Recruiting, interviewing, and hiring are necessary evils of the HR and managerial side of the job. It becomes a very lengthy, time consuming process and in the end you always have some doubts about how the new employee will work out.
We recently went through this process and the feedback that I have gotten internally and from candidates has been very good and I wanted to share some of how we went about it and the process.
The Prep Work
Know all of your technology stacks inside and out. Candidates are interviewing you just as much as you are interviewing them. Be able to clearly and concisely go through your technology stacks and paint a technology vision of where you want things to go as a team and as a company. We had a lot of very positive feedback from being able to paint a picture of our current technology and infrastructure stacks and where we want to get to in the short and long term.
Before having the position open, as an Operations team we had a very good idea of high priority items that needed to be addressed and were able to talk to candidates specifically about those, so they could get a good sense of what they may be working on to start and where our pain points might be. This is also a good filter because there is no point in spending more time with a potential candidate if they don’t show interest in trying to fix some of the things that are broken.
Have your general salary allocation determined ahead of time and know a very high level of benefits so you can get those questions out of the way early.
Pick your interview team. Having the same people interview every candidate was invaluable to getting feedback on which candidates did well on different areas. And have every interviewer have a set subject area and questions to ask. The key here is being very consistent.
Know what you are looking for in a very broad sense.
Lastly, be honest with the candidates.
This is pretty straightforward. Be picky! If there are very specific things you are looking for and they aren’t on the resume; pass.
If they have a stellar resume but are missing a few key things, schedule an informal call to discuss the position and their resume and see if they may have the skills but lack the experience. This falls into a grey area but I found as a Hiring Manager that ten minutes of my time to screen a potential candidate was well worth it rather than roping in more people into the interview process.
Beyond that, asking the generic stuff like are they valid to work in the location, are their salary expectations in line with the budgeted amount for the position, etc., helps narrow down the candidates.
We had a lot of applicants, so by scrutinizing resumes we were able to get the pool down to a manageable size.
We made sure that we had two people on the phone screen: the hiring manager and another ops team member. This was to make sure that both team members agreed that the screen went well enough to move forward with the next steps in the interview process.
For this part we went with a more social, less technical approach and scheduled it for one hour. We got technical enough to make sure the resume wasn’t loaded with buzzwords and a load of B.S. We mainly focused on talking “shop” and tried to get a feel for the person’s personality, how they converse, and felt that if they could go in to enough technical detail across several technical areas then they should have enough of a technical skillset to get detailed in a full interview.
Operations isn’t just all technical. We often find ourselves interfacing with many different teams that each have their own culture within the organization and how they approach things. As an Operations team we need to be malleable technically and culturally.
The Homework Assignment
As an ops team we don’t write a lot of full blown applications. We focus more on scripts and gluing things together and trying to automate repetitive tasks. In order to avoid getting software engineers involved in the interview process, asking people to put code on a whiteboard, or asking questions like “What are the 13 basic constructs found in C?”, we had candidates do a homework coding exercise.

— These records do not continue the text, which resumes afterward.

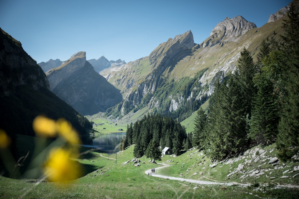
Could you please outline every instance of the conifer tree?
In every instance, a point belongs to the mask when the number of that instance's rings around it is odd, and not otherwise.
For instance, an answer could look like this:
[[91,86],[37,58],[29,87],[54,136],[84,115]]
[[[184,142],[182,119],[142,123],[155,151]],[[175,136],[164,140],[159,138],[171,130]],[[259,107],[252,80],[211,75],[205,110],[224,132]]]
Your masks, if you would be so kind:
[[229,74],[216,84],[208,118],[209,136],[204,150],[214,159],[232,157],[246,148],[247,104],[237,74]]
[[282,82],[286,88],[279,134],[276,141],[280,157],[290,158],[299,147],[299,17],[291,3],[284,21],[285,34],[282,36],[283,48],[281,63]]
[[192,144],[194,146],[201,149],[206,138],[204,128],[207,121],[207,114],[201,107],[197,111],[197,115],[195,118],[195,126],[192,138]]
[[280,107],[277,93],[281,90],[278,53],[273,51],[261,57],[263,66],[254,78],[257,92],[253,102],[250,135],[257,144],[271,144],[278,133]]

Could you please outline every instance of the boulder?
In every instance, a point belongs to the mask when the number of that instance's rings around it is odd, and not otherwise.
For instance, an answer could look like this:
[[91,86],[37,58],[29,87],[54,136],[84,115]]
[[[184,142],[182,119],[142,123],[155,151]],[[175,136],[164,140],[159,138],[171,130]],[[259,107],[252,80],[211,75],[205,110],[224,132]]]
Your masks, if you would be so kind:
[[274,158],[272,158],[271,159],[270,159],[270,161],[269,161],[268,162],[268,164],[272,164],[274,163],[275,163],[278,161],[278,158],[276,157],[274,157]]

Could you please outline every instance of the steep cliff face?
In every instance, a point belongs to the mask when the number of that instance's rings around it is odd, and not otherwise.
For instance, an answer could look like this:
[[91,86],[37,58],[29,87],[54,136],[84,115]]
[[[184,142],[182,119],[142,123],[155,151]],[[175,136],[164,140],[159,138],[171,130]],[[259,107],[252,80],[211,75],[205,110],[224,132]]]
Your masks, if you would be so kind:
[[238,38],[236,38],[256,27],[254,23],[248,21],[242,16],[237,16],[232,19],[226,17],[213,28],[210,37],[200,44],[200,47],[221,46],[225,42],[236,41]]
[[283,33],[284,17],[259,28],[240,16],[227,18],[200,44],[189,31],[161,43],[148,56],[104,70],[101,74],[124,97],[111,114],[124,116],[147,107],[175,118],[187,116],[210,95],[215,81],[234,72],[244,48],[254,59],[262,39]]
[[57,59],[55,60],[50,59],[46,62],[42,62],[38,64],[41,67],[44,72],[45,73],[50,69],[59,66],[61,65],[62,62],[62,61],[60,61],[59,59]]
[[120,91],[94,70],[79,52],[46,74],[51,90],[84,115],[92,115],[119,102]]
[[[41,67],[22,47],[21,43],[0,29],[0,128],[13,140],[17,133],[33,136],[33,119],[44,115],[63,118],[79,133],[92,127],[87,119],[49,90]],[[13,147],[13,143],[12,146]],[[17,159],[17,160],[18,159]]]
[[49,88],[49,82],[36,62],[19,42],[0,28],[0,96],[14,93],[16,87],[26,85],[34,90]]
[[95,59],[87,60],[90,63],[94,70],[99,73],[105,69],[107,69],[111,66],[111,63],[104,56],[102,56],[97,60]]

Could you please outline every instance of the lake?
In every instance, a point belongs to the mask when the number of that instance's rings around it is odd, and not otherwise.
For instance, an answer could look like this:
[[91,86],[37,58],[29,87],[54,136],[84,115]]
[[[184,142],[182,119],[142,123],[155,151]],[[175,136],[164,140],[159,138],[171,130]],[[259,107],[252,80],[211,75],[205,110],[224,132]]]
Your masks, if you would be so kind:
[[125,133],[114,133],[105,134],[97,137],[92,137],[89,139],[88,143],[83,142],[83,146],[99,148],[103,151],[111,154],[118,152],[118,146]]

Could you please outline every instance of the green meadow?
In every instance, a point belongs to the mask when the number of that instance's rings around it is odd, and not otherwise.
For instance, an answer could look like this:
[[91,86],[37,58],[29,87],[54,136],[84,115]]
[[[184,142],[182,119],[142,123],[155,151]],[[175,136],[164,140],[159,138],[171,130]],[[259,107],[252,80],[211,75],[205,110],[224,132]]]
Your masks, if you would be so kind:
[[[26,142],[33,139],[25,136],[20,137],[22,139],[19,139]],[[19,141],[20,144],[23,144],[23,142]],[[83,166],[82,177],[67,184],[1,177],[0,198],[296,198],[299,194],[298,188],[274,189],[273,186],[265,186],[264,182],[258,179],[248,182],[248,186],[236,183],[232,186],[224,186],[199,184],[149,176],[145,171],[160,165],[150,162],[150,158],[142,157],[139,158],[140,166],[135,166],[136,164],[131,161],[134,158],[134,145],[130,146],[116,154],[81,147],[81,155],[76,160]],[[30,150],[30,146],[26,149]],[[212,162],[201,153],[193,149],[176,157],[164,156],[157,163],[172,165],[156,170],[156,173],[177,177],[182,174],[182,177],[185,178],[212,181],[241,182],[237,178],[229,180],[223,178],[226,174],[221,173],[228,172],[229,169],[228,167],[224,167],[221,170],[210,168],[208,165]],[[205,163],[201,168],[206,166],[206,170],[200,170],[199,167],[194,169],[199,162]],[[188,170],[190,170],[189,172]],[[194,175],[196,171],[198,174]]]

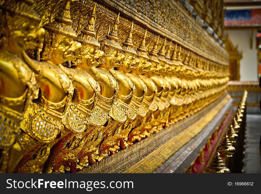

We had them set up an account to be able to pull some data from an api and process it and do a comparison between two data sets. This we found was a very good representation of a task we may encounter on a day to day basis but also a good showing that if someone can complete this assignment then they can write enough code to get the job done.
The Full Interview
We kept this part down to 4 hours and covered three non primary operations domains, but still relevant to operations.
Every interviewer treats the candidate differently and is looking for different qualities. We went with a very high level technology approach for areas outside of Operations to help gauge how much of a generalist they are and what they know about other subjective domain areas. This also helps us fulfill the personality litmus tests.
Where we went a little more deep was during the operations interview section. We went down into deeper technical questions for systems and AWS, some theory and some practical.
We closed out the technical portion of the interview by building an EC2 server and setting it up inside of an AWS VPC. We got it all working then went in and broke it both on the server itself and inside AWS. We chose to break things in a way that we have encountered in our respective careers over the years, trying to make some sort of practical application to the exercise. This was extremely beneficial to us to see how candidates worked through problems and debugged issues. We gave candidates an hour to fix it and show it working. And with any leftover time we generally asked them to give us feedback on the exercise and the interview process overall.
Lastly we closed with thirty minutes for the candidate to ask any questions. And when I say any, I do mean any. HR, company culture, technology stacks, etc.
Closing Thoughts on the Process
This worked very well for us and in the end we had a very tough time making a decision. We had some stellar applicants and I wished I could have hired several of them. But as it goes, you only get to pick one. We were able to go from over 100 applicants to hiring in about a month. I hope this is helpful to other teams and people that are going through the hiring process again or for the first time.